Top US banks slash bond sales, a bright spot for investors

Bloomberg

The six biggest Wall Street banks are expected to slash their corporate bond issuance in 2023 for a second year in a row, offering a bright spot for investors nursing record losses from the debt last year.
The biggest US banks could sell a total of $20 billion to $25 billion across currencies this month after they post earnings, according to Bloomberg Intelligence’s Arnold Kakuda and Nicholas Beckwith. That would be about a 15% drop from last year, he wrote. And their full year sales may fall 33% to $132 billion, the strategists wrote.

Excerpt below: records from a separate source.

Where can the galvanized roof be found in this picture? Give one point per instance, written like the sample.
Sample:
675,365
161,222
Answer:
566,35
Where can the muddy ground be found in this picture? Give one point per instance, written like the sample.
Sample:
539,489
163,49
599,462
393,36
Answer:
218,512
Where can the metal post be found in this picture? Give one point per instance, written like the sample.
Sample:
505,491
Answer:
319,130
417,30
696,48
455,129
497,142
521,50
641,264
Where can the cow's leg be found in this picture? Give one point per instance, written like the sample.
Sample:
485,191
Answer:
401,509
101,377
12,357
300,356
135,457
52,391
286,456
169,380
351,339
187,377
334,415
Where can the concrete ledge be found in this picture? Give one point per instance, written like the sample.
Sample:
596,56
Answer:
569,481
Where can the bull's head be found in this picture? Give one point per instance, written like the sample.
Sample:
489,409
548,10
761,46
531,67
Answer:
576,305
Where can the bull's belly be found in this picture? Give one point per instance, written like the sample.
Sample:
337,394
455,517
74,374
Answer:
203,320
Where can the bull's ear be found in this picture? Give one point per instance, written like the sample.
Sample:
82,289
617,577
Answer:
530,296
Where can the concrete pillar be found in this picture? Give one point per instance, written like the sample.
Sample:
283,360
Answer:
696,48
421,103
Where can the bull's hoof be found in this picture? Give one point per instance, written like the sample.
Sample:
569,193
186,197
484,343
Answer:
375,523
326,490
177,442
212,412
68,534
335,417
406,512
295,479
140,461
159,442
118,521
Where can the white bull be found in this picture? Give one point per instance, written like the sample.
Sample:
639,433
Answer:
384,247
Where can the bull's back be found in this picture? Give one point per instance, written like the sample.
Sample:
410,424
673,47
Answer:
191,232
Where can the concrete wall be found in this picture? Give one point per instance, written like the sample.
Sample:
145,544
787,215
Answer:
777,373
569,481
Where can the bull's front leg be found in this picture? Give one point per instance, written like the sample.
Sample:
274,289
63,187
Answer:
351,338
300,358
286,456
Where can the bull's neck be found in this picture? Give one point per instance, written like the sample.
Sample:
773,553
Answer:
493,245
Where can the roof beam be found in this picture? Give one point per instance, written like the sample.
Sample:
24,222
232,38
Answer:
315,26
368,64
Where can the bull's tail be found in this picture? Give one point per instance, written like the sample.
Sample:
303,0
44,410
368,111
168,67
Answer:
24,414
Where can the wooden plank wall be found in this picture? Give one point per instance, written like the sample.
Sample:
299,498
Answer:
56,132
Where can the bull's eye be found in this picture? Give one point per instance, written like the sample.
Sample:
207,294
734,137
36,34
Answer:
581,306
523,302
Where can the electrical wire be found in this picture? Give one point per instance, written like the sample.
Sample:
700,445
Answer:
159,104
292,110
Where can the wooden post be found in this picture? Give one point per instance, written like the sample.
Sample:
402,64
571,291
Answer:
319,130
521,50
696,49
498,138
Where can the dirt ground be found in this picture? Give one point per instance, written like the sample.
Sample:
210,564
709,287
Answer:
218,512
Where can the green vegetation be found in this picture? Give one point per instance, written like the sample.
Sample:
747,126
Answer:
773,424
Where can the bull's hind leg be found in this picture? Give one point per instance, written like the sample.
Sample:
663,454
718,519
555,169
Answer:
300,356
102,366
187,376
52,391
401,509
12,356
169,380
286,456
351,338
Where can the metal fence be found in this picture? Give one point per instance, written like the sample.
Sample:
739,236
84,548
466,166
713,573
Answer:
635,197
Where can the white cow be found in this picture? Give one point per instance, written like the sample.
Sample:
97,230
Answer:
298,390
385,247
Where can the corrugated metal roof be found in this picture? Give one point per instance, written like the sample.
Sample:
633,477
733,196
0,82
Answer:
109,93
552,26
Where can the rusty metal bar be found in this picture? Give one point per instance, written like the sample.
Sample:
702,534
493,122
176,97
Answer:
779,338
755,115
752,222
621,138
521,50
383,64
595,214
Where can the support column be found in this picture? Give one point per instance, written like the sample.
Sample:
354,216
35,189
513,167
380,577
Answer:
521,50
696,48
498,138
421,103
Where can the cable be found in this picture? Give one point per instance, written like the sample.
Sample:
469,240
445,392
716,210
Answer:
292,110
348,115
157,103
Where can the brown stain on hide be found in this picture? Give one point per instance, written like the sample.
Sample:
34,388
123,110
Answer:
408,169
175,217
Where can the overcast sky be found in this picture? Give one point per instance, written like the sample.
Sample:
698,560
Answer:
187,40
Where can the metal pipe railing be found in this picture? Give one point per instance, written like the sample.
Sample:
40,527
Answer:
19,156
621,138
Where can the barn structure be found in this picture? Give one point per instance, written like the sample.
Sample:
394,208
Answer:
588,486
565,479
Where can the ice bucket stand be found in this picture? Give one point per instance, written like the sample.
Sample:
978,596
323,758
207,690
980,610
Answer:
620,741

Banks front-loaded their funding last year before borrowing costs skyrocketed and they have smaller refinancing needs coming up and lower share buybacks, contributing to the slowdown in issuance, according to Barclays Plc. The banks are also largely done funding the massive growth of assets they experienced at the height of the pandemic.
JPMorgan Chase & Co., Bank of America Corp., Citigroup Inc. and Wells Fargo & Co. post results on Friday, freeing them up to offer new bonds. Goldman Sachs Group Inc. and Morgan Stanley are expected to post
results on January 17.
Investors will be less interested in seeing how robust profits were in the final three months of last year and more focused on signs the nation’s biggest banks are girding for a major downturn as rate increases crimp economic activity, equity analysts said.
The top banks will probably be active in the new issue market to partly offset upcoming maturities, but the pace “should ebb from last year’s gusher,” according to Baylor Lancaster-Samuel, vice president of fixed income at Amerant Investments Inc. Almost half of the $56 billion of bonds maturing this year from the six big banks comes due in the first quarter of 2023, with the remaining $29 billion evenly spread across second quarter to fourth quarter, according to Barclays.
“Along with the typical new issue concessions, all-in yields should entice investors to support the big banks, even if their fundamental credit strength shows signs of softness,” Lancaster-Samuel said in an emailed response to questions.
JPMorgan analysts also expect 2023 sales to be lower compared with last year and said they are overweight senior US bank bonds as valuations look attractive. Spreads should benefit from the crimped supply and stable fundamentals, analysts Kabir Caprihan and Nikita Dyatlov wrote in their 2023 Outlook report. They are neutral on subordinated bank debt as valuations are rich
but moderate supply should
prevent underperformance.
The average spread on a financial institution bond ended at 141 basis points, about 13 basis points wider than the broader high-grade index,
according to Bloomberg index data.
“Although the deteriorating economic outlook for 2023 will act as a headwind, the sector maintains significant levels of reserves, capital and liquidity,” wrote the JPMorgan analysts.
US high-grade corporate bonds were broadly clobbered last year, losing 15.8% on a total return basis, in their worst annual performance in records dating back to the 1970s, according to Bloomberg index data.
Big banks are usually active in the primary market in January after reporting fourth quarter earnings, but they remained active in February and March last year as rates volatility increased, Barclays analysts led by Peter Troisi wrote in a note last week. Troisi expects more normal issuance patterns this year and is calling for about $25 billion in new supply in January.
“We expect the cadence of supply in 2023 to be close to the historical average after being front-loaded last year,” wrote the analysts.
Issuance from regional banks could surge by about 25% year-over-year to $45 billion as deposit pressure intensifies, according to Barclays. The Federal Reserve and the Federal Deposit Insurance Corp. are worried that regional lenders are increasingly becoming too big to fail and they are proposing that the lenders be required to maintain a bigger cushion of loss-absorbing capacity in times of crisis.
Three borrowers are looking to sell fresh debt in the US high-grade primary market on Wednesday, ahead of the consumer price index data on Thursday that could introduce a measure of volatility to broader financial markets.